Está Emmanuel Macron, el presidente francés que tuvo la sabiduría de cambiar su postura frente a Vladímir Putin después de la invasión a Ucrania. Macron quería diálogo para construir la paz, pero comprendió que con el tirano asesino era imposible. También sabía que era indispensable subir la edad de jubilación para que su país tuviera certidumbre con una población que envejece. No se dobló, no culpó a nadie del pasado ni dejó la bola de nieve de las pensiones a su sucesor. 

El estadista hace lo correcto aunque sea impopular, se compromete con el presente y el futuro; jamás radica sus desgracias en otros. Margaret Thatcher fue ejemplar aunque haya sido criticada por la izquierda mundial. Su firmeza sacó adelante la economía del Reino Unido cuando aguantó una larga huelga de los sindicatos mineros. Para ella la ley fue la ley.
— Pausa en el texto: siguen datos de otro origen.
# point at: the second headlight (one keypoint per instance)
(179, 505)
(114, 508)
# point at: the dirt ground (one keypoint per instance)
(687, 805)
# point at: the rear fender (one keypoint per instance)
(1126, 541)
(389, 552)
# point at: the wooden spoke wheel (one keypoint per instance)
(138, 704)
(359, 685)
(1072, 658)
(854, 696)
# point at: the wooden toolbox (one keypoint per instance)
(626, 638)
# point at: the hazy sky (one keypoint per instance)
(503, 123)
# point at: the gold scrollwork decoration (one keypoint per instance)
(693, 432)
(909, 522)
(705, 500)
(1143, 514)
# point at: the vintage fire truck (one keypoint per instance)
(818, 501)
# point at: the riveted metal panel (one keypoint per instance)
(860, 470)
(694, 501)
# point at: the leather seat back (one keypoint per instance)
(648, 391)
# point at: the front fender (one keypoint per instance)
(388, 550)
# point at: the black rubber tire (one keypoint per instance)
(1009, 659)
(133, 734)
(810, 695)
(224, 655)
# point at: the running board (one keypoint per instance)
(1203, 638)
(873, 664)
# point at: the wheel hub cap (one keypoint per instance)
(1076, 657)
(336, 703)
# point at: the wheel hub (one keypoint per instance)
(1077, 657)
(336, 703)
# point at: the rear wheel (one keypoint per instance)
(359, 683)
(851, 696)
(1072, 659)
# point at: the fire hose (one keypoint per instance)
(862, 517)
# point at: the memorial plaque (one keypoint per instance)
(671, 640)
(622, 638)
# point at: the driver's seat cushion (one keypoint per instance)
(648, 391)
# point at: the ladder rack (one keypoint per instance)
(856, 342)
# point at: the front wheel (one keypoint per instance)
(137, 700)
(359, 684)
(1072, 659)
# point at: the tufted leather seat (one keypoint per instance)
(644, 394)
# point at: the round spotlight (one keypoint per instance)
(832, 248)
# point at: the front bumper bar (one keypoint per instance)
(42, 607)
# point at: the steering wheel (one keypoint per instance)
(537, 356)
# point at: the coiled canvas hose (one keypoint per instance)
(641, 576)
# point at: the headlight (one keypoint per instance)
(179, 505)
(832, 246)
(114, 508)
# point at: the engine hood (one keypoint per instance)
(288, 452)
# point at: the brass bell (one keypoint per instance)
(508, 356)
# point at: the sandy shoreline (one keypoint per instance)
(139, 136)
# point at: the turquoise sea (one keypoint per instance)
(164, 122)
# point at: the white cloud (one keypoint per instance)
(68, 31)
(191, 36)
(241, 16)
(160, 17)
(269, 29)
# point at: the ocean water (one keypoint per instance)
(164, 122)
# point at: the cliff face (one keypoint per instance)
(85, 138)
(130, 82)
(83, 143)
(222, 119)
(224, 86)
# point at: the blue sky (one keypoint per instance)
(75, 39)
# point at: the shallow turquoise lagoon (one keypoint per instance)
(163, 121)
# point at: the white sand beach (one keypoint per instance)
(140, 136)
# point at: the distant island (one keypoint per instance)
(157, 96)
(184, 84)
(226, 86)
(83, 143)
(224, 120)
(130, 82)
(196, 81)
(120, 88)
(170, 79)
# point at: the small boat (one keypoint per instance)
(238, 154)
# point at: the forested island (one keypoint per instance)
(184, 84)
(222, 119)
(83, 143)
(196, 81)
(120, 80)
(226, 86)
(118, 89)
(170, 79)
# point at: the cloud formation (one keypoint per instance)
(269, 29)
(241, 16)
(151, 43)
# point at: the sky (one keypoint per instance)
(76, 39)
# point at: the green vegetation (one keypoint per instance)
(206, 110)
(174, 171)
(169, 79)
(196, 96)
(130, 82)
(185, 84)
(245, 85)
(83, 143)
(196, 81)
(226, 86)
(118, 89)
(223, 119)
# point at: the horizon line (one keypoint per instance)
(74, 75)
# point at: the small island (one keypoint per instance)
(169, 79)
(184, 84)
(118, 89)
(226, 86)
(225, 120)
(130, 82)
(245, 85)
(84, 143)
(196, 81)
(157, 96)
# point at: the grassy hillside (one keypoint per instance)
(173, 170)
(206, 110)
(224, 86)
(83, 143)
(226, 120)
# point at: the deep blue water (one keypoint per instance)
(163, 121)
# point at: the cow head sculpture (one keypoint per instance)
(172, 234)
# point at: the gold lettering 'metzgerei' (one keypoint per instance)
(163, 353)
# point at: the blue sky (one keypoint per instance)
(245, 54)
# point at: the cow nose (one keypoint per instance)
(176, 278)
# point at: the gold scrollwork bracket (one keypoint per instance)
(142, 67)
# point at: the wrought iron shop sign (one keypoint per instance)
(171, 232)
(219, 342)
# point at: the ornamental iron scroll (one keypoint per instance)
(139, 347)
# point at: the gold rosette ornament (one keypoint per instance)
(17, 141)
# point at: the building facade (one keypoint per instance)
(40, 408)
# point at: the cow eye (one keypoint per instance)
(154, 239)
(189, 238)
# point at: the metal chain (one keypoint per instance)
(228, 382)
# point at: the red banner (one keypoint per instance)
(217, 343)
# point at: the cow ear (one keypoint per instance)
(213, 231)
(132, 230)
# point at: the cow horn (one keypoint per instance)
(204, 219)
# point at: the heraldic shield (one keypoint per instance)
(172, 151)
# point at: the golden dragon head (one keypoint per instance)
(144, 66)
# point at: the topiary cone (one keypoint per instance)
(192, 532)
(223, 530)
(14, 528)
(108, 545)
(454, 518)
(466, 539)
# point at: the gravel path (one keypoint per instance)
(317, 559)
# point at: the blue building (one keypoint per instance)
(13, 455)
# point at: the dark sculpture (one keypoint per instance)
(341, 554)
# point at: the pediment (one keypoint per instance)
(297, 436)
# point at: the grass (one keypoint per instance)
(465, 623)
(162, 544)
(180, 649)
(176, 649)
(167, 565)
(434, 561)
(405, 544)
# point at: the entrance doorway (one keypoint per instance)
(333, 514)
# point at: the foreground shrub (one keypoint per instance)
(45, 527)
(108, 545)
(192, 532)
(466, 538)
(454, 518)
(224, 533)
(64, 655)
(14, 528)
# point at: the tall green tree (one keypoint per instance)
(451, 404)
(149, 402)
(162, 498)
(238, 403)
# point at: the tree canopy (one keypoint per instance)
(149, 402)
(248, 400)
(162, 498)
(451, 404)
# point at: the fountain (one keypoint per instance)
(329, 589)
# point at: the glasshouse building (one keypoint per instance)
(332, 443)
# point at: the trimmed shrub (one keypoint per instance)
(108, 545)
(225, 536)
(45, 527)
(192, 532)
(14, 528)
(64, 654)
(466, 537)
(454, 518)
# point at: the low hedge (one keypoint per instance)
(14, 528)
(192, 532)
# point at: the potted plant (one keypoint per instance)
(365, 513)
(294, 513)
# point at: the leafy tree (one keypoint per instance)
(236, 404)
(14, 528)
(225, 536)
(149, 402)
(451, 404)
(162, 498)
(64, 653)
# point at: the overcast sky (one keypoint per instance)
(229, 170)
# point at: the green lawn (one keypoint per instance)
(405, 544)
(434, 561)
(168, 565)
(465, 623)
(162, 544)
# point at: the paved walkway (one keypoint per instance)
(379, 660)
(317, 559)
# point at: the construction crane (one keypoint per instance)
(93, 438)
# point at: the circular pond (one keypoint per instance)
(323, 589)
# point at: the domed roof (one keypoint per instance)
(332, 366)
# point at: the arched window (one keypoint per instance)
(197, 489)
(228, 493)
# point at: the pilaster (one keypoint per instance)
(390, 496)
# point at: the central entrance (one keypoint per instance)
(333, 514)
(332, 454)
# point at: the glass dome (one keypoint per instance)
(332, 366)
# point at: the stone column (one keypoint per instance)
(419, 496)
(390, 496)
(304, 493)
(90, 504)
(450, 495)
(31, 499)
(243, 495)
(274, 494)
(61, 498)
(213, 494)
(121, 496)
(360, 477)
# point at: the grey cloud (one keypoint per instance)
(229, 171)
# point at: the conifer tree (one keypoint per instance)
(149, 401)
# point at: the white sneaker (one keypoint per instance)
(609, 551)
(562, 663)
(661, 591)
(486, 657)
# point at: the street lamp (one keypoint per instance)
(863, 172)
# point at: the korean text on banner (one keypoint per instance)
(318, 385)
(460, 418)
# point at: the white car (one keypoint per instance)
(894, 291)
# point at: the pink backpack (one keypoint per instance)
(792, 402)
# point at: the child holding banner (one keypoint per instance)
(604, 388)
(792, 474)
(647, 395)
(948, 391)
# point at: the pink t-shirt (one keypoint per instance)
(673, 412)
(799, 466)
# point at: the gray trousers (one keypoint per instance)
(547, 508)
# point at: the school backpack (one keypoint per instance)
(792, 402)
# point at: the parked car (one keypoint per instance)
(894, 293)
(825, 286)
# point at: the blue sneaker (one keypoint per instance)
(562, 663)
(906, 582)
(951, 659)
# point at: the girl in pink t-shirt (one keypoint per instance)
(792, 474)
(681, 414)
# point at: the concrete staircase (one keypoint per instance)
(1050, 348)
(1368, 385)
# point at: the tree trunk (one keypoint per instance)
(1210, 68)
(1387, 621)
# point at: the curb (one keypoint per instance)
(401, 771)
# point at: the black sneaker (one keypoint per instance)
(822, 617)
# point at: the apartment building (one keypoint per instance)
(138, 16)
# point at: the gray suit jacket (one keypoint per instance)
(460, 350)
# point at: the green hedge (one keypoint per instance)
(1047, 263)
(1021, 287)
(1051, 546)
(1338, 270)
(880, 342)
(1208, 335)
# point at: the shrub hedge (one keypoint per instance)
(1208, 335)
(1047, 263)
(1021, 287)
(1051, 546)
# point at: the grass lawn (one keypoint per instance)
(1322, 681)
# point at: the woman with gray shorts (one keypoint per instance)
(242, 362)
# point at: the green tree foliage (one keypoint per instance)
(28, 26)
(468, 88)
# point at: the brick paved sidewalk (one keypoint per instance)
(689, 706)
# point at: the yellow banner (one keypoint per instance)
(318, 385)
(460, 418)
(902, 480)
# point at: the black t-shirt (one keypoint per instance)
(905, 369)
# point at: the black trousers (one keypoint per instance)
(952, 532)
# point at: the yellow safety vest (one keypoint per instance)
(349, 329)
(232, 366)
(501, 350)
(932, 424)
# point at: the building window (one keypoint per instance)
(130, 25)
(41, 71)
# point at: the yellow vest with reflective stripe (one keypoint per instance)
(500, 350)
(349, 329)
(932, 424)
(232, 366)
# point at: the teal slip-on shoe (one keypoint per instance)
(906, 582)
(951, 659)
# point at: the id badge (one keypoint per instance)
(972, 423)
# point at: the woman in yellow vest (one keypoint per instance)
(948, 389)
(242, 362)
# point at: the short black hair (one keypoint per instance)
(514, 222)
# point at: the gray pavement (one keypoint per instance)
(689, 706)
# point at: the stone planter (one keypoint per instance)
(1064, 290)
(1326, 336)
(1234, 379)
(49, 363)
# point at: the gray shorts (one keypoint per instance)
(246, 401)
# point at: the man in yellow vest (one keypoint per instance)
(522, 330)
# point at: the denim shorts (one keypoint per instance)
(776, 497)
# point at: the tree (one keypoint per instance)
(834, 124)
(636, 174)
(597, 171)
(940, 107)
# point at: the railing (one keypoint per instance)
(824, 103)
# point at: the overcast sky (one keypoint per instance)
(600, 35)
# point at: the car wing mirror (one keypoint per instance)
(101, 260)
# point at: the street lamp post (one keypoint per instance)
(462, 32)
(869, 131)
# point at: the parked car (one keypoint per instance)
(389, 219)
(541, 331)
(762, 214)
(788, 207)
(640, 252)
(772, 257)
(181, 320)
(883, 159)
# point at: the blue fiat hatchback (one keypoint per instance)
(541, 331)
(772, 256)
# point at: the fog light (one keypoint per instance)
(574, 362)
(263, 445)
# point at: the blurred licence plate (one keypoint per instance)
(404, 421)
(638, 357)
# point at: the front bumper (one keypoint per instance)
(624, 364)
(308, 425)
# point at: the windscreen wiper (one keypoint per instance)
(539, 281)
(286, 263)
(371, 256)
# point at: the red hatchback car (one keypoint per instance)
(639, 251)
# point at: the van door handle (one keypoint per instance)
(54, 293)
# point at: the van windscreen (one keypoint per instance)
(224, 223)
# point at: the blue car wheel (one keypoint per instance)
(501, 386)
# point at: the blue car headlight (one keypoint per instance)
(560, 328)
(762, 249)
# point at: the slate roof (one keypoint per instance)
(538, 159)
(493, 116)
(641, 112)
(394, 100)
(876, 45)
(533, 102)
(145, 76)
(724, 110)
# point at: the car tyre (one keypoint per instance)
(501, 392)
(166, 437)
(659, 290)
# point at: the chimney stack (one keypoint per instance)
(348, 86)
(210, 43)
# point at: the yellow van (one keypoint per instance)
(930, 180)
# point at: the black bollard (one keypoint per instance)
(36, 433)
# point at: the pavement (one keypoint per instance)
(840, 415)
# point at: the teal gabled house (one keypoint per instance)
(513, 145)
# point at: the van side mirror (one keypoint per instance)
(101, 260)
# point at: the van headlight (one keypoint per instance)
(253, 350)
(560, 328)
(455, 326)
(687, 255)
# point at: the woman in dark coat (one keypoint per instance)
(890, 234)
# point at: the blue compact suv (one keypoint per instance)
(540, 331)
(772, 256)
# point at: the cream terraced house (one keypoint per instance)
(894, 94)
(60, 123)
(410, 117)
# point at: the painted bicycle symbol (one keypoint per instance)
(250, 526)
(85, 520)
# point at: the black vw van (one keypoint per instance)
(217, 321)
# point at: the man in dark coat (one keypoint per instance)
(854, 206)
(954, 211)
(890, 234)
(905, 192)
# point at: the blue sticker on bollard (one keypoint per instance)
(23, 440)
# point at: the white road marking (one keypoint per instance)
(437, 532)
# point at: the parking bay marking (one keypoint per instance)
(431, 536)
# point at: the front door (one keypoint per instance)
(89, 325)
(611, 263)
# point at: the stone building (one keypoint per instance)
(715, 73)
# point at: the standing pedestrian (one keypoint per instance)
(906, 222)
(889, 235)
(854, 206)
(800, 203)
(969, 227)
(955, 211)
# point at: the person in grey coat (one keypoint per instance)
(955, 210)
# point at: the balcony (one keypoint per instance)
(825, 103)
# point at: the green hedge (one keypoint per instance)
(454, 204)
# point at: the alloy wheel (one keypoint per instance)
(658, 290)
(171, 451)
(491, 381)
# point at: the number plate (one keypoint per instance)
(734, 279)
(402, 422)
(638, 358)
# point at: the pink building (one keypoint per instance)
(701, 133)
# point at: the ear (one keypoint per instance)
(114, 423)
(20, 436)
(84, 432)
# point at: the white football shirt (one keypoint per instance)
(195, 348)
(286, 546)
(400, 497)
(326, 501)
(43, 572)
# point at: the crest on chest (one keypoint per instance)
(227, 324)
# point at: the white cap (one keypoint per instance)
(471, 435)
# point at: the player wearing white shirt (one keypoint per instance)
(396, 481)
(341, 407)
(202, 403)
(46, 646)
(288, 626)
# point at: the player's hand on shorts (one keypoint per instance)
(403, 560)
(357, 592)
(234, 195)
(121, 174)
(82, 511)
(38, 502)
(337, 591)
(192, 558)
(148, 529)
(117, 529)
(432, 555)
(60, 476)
Combatió a los militares argentinos que habían invadido por la fuerza a las Falklands o islas Malvinas (el nombre lo pone quien gana la guerra). Fue una lección amarga para un pueblo que creyó en su cúpula criminal con el general Leopoldo Galtieri al frente del ejército. Un engaño que costó 643 vidas de jóvenes y más de mil heridos argentinos sin ningún sentido o posibilidad de triunfo.

Hay estadistas parsimoniosos. Los más admirables son aquellos que, como Mahatma Gandhi, llevan los valores éticos como norma personal. Son quienes confían en su destino y lo construyen.

¿Quién, de los candidatos en el escenario, tiene la posibilidad de iniciar la verdadera transformación de México en un país de leyes, de esperanza, crecimiento y justicia? ¿Quién siembra esperanza y admiración? No es difícil adivinarlo.